I due inglesi citati sono strettamente legati alle
sensazionali e controverse scoperte dei primi palazzi assiri, che tanto
appassionarono l' opinione pubblica. Sir Henry Layard era noto soprattutto
per aver riportato alla luce tra il 1845 e il 1851 due capitali assire, Calah
(la moderna Nimrod) e la famosa Ninive, simbolo del potere invincibile di
questo popolo, mentre Sir Henry Rawlinson venne alla ribalta per aver
contribuito alla decifrazione dell'antica lingua persiana. Molto di ciò che
era stato trovato da Layard in Medio Oriente venne portato, non senza
difficoltà a Londra, e nell'ottobre del 1848 fu inaugurata al British Museum
la prima collezione inglese di antichità assire.
Nelle gallerie del
British Museum, fra gli stupendi ortostati in cui erano incise scene di
guerra e di massacri (fotogr. p. 36, Bot 1996), il "riposo sotto il pergolato
del re assiro" (fotogr. p. 30, Bot 1996) e la famosa caccia al leone del re
Assurbanipal (fotogr. p. 68, Bot 1994), accanto all' obelisco nero di
Salmanassar III, agli stupendi e maestosi leoni androcefali alati (fotogr. p.

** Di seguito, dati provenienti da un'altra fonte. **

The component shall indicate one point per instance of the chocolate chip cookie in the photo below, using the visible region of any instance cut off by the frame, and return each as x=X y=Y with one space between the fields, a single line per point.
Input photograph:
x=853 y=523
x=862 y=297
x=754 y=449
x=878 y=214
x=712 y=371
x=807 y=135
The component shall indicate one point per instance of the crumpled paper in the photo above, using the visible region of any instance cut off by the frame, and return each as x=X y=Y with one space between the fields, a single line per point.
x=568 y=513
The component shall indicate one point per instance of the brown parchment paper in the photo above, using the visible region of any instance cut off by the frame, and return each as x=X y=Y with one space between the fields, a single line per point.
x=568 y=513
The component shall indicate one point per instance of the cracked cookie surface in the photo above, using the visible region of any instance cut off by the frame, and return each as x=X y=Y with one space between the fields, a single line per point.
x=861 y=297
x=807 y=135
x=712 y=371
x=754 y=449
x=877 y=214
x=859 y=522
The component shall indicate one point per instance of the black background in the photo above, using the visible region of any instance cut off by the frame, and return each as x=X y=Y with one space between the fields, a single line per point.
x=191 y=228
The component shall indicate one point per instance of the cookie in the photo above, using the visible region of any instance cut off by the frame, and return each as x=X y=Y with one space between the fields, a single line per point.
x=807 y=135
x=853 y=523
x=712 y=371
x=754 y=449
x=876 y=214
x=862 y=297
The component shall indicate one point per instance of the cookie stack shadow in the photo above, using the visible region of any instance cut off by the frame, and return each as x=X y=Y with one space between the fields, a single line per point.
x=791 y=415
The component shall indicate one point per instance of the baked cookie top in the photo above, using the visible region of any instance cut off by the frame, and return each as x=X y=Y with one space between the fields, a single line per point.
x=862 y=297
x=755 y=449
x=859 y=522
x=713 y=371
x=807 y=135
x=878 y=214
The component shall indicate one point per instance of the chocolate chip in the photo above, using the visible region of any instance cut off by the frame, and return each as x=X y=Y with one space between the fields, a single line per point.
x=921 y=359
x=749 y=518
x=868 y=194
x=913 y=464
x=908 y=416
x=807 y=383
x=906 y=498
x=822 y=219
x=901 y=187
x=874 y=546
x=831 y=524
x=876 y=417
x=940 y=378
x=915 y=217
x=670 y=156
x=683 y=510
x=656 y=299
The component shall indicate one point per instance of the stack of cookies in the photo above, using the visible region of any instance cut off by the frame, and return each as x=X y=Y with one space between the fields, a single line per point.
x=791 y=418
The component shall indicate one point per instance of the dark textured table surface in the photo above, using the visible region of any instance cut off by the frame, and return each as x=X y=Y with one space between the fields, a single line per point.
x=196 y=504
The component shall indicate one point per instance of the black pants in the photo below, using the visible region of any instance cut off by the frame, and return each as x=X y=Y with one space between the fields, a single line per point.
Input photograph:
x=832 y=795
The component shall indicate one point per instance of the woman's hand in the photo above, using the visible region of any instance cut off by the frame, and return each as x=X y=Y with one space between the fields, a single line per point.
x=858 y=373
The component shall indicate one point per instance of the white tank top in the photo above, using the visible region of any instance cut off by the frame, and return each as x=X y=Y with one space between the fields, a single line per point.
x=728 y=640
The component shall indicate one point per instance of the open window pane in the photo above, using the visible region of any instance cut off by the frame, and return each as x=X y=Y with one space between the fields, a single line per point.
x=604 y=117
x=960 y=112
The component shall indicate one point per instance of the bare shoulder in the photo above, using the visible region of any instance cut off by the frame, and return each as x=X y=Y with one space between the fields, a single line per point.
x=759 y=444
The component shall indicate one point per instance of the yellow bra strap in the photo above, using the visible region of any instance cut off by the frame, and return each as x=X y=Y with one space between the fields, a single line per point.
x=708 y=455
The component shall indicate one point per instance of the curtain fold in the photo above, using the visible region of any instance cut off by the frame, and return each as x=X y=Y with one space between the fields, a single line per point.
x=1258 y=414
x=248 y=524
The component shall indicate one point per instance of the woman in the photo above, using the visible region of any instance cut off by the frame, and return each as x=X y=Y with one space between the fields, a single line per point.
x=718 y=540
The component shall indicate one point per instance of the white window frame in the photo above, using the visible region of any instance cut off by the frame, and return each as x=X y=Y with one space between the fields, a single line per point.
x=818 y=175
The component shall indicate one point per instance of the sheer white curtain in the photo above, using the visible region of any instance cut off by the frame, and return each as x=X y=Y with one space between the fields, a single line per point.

41, Bot 1994), George Smith soleva passare gran parte del suo tempo
libero.
Il suo interesse per gli Assiri era accresciuto dal profondo
significato religioso che questo mondo, da poco riportato alla luce,
cominciava a rivelare, coinvolgendo la veridicità storica dei racconti
biblici. Fino al 1843, quando fu riportato alla luce il primo palazzo assiro
per opera di un francese, Paul-Emile Botta, al di là delle parziali notizie
forniteci dalla Bibbia e da alcuni storici greci, quasi nulla si conosceva
degli Assiri, e la fortuna volle che i primi reperti archeologici
appartenessero proprio ai re menzionati nel Testo Sacro: Salmanassar III e V,
Tiglat-Pileser III (menzionato con l'appellativo Pulu), Sargon II,
Sennacherib, Asarhaddon.
Le collezioni assire esposte nel British Museum
sembravano così dar vita ai racconti biblici in cui si narrava la
sottomissione dei regni di Giuda e Israele alla potenza di Assur, la presa di
Samaria e la deportazione degli Israeliti a Calah, soprattutto nel II libro
dei Re (XVII-sgg.) (3).
Ma per comprendere i rapporti tra gli Assiri e
gli antichi ebrei era necessario conoscere la lingua assira, così da leggere
ciò che era scritto sui reperti archeologici. Smith si apprestò dunque sulla
scia di Rawlinson a studiare l'accadico, la lingua assiro-babilonese.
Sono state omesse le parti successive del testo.